The key is to keep trying. It may sound hackneyed, but it’s true. When you get knocked down:

  • Get up and try again.
  • Learn something from the experience.
  • Try a new approach.
  • Seek help and advice

A lot of colossal success happened last weekend.

The colossal failure of pro golfer, Kyle Stanley, who blew his 3-stroke lead in the Farmer’s Insurance Open the Sunday before Super Bowl XLVI made a 360 one week later.

As Steve DiMeglio of USA Today writes,:

Stanley stormed back from an eight-shot deficit Sunday with a sterling, bogey-free 6-under-par 65 to win the Waste Management Phoenix Open at TPC Scottsdale.

Tom Goldman from NPR adds:

What will resonate most for the spindly 24-year-old is that Feb. 5 was his day of redemption. And really, in sport, or in life, who doesn’t cherish a moment when they can say “I am somebody” after feeling the extreme opposite?

Then John Nicholson of the Huffington Post quotes Stanley:

 I’m never going to forget that. I think it makes this one a lot sweeter, just being able to bounce back. I’m kind of at a loss for words. I’m very grateful for the support I’ve gotten. It’s unbelievable. Unbelievable turnaround.

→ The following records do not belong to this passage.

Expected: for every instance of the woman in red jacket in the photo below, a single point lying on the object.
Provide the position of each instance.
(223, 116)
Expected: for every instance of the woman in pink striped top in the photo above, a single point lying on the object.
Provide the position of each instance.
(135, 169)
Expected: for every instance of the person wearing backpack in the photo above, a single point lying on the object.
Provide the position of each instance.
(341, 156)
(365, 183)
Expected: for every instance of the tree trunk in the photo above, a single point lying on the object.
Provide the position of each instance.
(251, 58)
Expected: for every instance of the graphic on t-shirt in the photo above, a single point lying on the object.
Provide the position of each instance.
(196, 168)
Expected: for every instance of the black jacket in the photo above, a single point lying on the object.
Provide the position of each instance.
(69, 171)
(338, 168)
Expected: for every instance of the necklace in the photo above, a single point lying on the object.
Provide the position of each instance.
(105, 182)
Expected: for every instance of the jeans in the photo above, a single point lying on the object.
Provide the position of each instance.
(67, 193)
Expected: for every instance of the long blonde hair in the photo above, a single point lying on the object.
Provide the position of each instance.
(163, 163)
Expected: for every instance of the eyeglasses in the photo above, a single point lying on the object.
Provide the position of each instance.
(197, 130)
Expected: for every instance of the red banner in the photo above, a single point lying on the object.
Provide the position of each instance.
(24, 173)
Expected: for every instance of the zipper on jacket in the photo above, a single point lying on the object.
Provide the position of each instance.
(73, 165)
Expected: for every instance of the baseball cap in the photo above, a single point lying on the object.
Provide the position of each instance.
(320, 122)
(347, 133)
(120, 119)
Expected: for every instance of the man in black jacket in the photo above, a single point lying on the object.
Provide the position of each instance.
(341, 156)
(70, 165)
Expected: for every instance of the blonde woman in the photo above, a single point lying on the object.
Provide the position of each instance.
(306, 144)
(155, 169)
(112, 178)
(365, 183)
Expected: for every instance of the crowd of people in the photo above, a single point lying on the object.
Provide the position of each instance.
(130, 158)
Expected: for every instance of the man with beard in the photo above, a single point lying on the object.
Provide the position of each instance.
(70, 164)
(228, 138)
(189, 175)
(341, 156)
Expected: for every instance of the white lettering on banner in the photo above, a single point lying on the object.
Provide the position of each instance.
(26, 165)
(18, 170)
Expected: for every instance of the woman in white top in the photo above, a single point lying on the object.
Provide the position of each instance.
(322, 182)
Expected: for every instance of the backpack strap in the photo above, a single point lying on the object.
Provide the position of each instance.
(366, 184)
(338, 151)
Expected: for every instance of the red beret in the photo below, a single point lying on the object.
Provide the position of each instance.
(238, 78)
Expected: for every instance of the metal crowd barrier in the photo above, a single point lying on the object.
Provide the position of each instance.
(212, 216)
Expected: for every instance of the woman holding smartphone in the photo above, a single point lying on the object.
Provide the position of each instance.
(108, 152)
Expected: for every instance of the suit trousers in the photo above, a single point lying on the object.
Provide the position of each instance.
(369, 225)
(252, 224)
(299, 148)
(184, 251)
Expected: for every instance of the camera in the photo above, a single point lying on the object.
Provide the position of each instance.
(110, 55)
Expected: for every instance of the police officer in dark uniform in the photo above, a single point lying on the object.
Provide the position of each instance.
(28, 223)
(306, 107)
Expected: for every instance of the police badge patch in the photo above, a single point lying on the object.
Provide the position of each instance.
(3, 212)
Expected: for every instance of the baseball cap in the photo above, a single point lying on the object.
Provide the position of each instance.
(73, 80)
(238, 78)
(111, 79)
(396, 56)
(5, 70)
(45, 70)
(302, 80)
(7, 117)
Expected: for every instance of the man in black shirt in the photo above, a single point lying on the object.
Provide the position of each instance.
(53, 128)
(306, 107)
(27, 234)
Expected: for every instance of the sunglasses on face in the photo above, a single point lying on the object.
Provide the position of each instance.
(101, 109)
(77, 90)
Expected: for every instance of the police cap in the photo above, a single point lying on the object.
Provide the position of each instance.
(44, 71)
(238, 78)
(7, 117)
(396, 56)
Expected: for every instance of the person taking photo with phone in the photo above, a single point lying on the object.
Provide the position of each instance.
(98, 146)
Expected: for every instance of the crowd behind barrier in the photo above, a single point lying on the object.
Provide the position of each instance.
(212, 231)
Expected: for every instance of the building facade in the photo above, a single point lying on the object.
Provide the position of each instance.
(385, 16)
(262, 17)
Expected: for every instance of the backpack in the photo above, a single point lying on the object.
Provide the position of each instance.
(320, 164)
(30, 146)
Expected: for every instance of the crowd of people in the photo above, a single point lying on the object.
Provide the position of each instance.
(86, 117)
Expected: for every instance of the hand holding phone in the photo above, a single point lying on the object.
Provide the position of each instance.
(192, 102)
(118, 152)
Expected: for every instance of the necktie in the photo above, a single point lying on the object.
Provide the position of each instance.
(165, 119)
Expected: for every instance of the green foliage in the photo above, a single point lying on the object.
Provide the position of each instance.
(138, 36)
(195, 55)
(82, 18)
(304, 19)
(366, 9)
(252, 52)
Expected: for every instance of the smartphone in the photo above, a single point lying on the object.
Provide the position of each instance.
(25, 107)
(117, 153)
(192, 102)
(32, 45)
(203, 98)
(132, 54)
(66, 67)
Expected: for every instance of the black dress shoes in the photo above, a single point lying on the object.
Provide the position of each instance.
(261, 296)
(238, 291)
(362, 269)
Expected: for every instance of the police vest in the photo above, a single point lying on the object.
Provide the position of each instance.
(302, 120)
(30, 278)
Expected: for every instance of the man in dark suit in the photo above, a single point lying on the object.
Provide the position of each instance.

Then there was the New York Giants winning the Super Bowl when at one point in the season their chances of getting into the big game seemed unlikely.  The players, some with rings and many without, kept believing, setting their sights high.

Steve Edelson of the Times Union quotes Coach Tom Coughlin:

Mental toughness, resiliency, resolve. We keep playing, we keep fighting, and we’re highly competitive. We do have great trust in each other, great belief that we can finish, and that if we keep playing one play at a time as hard as we can go that we will find a way to win.

Edelson calls this season, “Coughlin’s greatest coaching job ever…,” adding, “It’s why he was so emotional in his address to his players Saturday night, telling them he loved them.”

He quotes the notably hard-nosed coach as saying,

I’m trying to think if I’ve ever said that before…this is a very special team, and I think it was appropriate and this point and time to let them know how I felt about them. So they didn’t have any question…that I deeply appreciated what they accomplished, where they’ve come from, the fact that they’ve done it together. I wanted them to know it. I told them, I’m man enough to tell you, “I love you.”

What it all means

To achieve big, you have to:

  • want success so much that you’ll fight through the negative pull of failure
  • deny failure a permanent place in your thinking
  • ask for and draw on the support of others
  • believe that eventually success, yes, colossal success, will be yours
  • keep getting better at what you do
  • be grateful for what you have achieved and for those who have helped

All great athletes visualize the outcomes they want on their field of play and see themselves holding that coveted trophy.

You need to visualize your own success, however you define it and see it. Your day will come, so please commit to seeing it today.